The panel also addressed hydrogen fuel cells as a long-term solution to our dependence on oil and the production of automobiles that have zero emissions.
During his talk, Dale Gardner mentioned three major technical challenges in building a hydrogen economy: the production and storage of hydrogen and building a cost effective and durable fuel cell. When asked by the President if driving hydrogen fuel cell vehicles is going to happen in the future, Dale answered with a definite yes.
"It's not going to be something that's going to happen in the next 15 or 20 years, but it's going to be the way our kids and our grandkids view the energy structure of our country. It's very exciting work."

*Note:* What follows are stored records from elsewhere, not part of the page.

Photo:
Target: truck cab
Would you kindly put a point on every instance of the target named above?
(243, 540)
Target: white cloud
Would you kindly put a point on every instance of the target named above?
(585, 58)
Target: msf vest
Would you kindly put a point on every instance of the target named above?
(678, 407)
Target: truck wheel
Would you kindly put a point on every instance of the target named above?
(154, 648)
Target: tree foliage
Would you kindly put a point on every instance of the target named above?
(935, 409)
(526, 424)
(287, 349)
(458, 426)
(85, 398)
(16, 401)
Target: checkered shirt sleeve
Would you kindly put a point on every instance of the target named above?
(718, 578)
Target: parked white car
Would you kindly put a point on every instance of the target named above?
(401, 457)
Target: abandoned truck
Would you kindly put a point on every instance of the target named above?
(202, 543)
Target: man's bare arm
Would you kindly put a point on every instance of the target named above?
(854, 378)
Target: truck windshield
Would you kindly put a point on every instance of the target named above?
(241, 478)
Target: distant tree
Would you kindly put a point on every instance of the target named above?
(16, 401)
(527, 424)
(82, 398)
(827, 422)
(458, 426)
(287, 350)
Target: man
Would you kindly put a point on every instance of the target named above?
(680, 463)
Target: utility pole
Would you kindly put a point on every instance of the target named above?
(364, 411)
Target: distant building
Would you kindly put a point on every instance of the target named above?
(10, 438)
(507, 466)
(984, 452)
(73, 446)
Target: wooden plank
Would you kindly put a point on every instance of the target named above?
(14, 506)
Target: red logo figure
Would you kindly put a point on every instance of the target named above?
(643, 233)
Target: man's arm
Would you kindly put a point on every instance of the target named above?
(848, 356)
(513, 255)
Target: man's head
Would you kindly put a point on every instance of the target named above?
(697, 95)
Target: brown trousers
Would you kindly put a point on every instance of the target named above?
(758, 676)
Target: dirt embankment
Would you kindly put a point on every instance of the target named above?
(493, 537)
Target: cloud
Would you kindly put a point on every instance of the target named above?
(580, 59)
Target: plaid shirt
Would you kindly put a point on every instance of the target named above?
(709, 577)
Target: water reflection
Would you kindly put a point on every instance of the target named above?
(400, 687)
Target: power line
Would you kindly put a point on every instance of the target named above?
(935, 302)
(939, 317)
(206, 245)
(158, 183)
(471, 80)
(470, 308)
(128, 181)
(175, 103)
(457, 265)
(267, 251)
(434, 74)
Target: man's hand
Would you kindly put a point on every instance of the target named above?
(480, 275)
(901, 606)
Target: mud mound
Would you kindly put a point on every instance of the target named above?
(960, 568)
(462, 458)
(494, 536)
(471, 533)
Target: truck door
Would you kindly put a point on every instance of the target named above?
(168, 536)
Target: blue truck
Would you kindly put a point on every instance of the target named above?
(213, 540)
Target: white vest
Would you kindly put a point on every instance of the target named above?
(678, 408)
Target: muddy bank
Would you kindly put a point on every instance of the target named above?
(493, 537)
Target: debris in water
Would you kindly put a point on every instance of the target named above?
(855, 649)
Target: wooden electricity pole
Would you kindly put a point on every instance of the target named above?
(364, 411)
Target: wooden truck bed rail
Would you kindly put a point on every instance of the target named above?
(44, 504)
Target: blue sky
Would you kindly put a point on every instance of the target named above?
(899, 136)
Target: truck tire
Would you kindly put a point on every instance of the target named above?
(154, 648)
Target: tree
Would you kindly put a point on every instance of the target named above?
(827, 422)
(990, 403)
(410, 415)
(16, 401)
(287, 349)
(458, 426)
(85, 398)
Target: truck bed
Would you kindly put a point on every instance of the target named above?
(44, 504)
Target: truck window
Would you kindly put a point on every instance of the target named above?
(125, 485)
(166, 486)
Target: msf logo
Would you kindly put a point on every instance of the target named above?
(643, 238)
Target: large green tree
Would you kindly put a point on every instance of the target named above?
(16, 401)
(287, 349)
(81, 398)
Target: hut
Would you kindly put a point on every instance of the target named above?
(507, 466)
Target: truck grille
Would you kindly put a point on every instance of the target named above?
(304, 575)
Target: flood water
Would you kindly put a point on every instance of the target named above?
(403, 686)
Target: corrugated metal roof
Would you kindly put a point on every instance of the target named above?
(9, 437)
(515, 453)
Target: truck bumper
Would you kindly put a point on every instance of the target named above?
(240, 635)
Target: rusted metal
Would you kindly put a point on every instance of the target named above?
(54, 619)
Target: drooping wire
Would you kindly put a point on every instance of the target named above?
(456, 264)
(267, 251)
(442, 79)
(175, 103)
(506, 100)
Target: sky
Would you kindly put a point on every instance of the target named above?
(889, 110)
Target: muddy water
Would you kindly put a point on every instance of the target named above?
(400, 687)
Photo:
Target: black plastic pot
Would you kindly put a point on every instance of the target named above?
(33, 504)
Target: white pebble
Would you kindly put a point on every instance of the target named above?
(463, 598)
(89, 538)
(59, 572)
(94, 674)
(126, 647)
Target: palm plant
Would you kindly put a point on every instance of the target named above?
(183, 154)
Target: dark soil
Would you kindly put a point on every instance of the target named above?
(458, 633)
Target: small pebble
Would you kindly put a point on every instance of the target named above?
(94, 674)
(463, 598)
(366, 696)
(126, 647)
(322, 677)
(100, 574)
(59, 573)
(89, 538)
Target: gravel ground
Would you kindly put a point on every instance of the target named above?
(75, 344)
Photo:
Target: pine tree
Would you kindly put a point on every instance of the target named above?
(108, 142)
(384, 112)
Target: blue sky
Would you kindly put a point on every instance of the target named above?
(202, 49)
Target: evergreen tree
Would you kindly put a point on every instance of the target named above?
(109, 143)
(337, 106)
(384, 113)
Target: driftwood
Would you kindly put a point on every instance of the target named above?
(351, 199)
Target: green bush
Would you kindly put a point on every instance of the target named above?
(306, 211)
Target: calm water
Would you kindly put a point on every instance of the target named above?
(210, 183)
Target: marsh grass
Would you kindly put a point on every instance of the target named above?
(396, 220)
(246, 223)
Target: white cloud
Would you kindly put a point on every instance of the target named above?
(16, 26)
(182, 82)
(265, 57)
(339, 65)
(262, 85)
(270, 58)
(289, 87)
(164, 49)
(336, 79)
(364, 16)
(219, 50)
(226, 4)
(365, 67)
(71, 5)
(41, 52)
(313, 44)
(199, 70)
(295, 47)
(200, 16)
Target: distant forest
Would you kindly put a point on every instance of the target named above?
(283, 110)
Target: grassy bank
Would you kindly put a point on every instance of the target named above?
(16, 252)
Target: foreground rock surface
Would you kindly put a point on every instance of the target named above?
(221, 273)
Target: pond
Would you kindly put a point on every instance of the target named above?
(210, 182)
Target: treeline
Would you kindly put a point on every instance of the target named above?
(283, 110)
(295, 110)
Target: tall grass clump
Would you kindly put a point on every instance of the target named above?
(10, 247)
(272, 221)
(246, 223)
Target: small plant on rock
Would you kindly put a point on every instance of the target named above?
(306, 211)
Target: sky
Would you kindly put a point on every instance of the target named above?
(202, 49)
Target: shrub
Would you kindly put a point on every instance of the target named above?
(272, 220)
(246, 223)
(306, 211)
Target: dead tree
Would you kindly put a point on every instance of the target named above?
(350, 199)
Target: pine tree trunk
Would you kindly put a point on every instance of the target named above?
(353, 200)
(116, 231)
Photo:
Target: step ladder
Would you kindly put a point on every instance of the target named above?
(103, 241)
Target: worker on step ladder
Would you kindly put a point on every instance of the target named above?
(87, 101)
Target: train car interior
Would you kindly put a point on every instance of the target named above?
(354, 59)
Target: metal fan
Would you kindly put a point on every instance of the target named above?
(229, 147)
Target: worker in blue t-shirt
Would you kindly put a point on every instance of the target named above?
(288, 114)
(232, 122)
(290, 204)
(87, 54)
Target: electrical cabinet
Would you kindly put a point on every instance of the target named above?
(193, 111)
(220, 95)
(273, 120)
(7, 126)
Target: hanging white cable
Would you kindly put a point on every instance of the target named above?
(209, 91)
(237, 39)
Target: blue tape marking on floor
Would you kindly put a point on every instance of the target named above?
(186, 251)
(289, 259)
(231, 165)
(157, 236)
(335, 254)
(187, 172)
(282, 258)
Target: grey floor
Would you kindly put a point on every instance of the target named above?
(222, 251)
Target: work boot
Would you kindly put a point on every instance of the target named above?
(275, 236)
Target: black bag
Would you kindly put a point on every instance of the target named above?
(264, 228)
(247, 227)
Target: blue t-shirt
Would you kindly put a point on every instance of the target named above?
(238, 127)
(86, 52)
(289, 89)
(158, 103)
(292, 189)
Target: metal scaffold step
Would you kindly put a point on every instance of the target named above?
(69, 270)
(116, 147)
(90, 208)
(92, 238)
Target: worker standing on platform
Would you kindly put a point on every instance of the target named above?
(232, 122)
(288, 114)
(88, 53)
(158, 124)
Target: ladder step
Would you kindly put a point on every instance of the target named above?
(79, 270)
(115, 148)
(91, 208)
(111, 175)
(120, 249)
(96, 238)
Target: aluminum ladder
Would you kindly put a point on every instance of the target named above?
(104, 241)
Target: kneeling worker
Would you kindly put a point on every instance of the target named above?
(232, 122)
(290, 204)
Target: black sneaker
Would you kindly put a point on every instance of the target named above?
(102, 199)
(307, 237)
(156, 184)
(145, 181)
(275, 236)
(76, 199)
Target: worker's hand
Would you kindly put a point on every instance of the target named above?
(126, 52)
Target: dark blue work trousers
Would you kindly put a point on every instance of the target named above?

In talking about changing the way we power our homes and businesses, President Bush discussed our use of natural gas for electricity and the need to better use coal, nuclear power, solar and wind energy.
"NREL is doing a lot of important work on solar and wind technology," he said. "The vision for solar is one day each home becomes a little power unit unto itself, that photovoltaic processes will enable you to become a little power generator, and that if you generate more power than you use, you can feed it back into the grid."
The President continued with the possibility of the U.S. generating up to 20 percent of its electricity needs through wind technology, if it is developed further.
"What I'm talking about is a comprehensive strategy," he said. "In other words, we're not relying upon one aspect of renewable energy to help this country become less dependent. We're talking about a variety of fronts."
More than 200 NREL employees and guests attended the hour-long panel discussion in the converted Shipping and Receiving Facility that had been set up as an auditorium. Several of the employees who helped prepare for the President's visit were invited to sit in the front rows. Each of NREL's centers and offices were represented by a portion of staff members.
"I want to thank the staff for hosting us," the President said. "It's a pain to host the President, and you've done a fine job."
Special guests included Colorado Governor Bill Owens, Colorado Lieutenant Governor Jane Norton, Sen. Ken Salazar (D-Colo.), Rep. Mark Udall, (D-Colo.), Rep. Bob Beauprez (R-Colo.), Golden, Colorado Mayor Charles Baroch, and Lakewood, Colorado Mayor Steve Burkholder.